Smog is a concern for all big cities, with some being plagued with it on a continual basis, both decreasing the quality of life for residents and posing a health risk. Dutch designer Daan Roosegaarde has decided to tackle this program and designed an "electronic vacuum cleaner" that eliminates the pollution. Presently, the designer is in talks with Beijing government to have the technology installed in a city park.
Interestingly enough, the technology creates "holes" of breathable air, and works via copepr coils that are buried. These coils generate an electrostatic field that pulls in the smog, leaving clean air above it. The designer says that the holes measure in between 50 and 60 meters, and that "you can see the sun again." The technology essentially purifies the air in limited areas.

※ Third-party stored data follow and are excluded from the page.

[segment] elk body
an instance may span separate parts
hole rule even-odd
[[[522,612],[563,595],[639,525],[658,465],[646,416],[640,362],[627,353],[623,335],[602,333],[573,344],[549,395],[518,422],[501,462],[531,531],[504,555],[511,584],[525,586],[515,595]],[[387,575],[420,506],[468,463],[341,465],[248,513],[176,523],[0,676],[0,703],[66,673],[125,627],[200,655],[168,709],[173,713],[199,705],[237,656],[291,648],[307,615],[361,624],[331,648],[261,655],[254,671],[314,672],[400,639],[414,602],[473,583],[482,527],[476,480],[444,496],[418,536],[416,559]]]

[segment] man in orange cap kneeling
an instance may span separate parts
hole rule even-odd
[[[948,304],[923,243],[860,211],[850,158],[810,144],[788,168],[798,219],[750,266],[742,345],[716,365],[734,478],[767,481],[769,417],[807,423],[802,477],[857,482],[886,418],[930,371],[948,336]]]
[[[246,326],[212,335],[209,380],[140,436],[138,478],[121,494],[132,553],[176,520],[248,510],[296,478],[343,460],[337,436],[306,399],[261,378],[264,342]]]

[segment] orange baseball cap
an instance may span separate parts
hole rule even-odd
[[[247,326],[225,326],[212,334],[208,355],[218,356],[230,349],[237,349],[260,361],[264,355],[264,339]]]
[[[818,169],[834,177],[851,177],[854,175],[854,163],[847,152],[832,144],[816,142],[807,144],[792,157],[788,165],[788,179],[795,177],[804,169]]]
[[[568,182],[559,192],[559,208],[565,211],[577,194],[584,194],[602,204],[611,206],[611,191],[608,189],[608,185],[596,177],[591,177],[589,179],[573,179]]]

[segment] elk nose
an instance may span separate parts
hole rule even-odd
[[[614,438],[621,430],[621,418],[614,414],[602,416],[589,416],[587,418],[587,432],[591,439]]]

A prototype of the technology was created in conjunction with the University of Delft, and with it the workers were able to generate a 1-meter smog-free hole in a 5 x 5 meter room. The idea is that this technology will be deployed on a grander level in larger public spaces to cause the same effect. The coils, says the designer, are safe and buried within the ground, and the smog particles can basically be collected and processed.
Said Roosegaarde in an interview: "It's a similar principle to if you have a statically charged balloon that attracts your hair. If you apply that to smog, to create fields of static electricity of ions, which literally attract or magnetise the smog so it drops down so you can clean it, like an electronic vacuum cleaner." He got the idea while staying in a hotel in Beijing.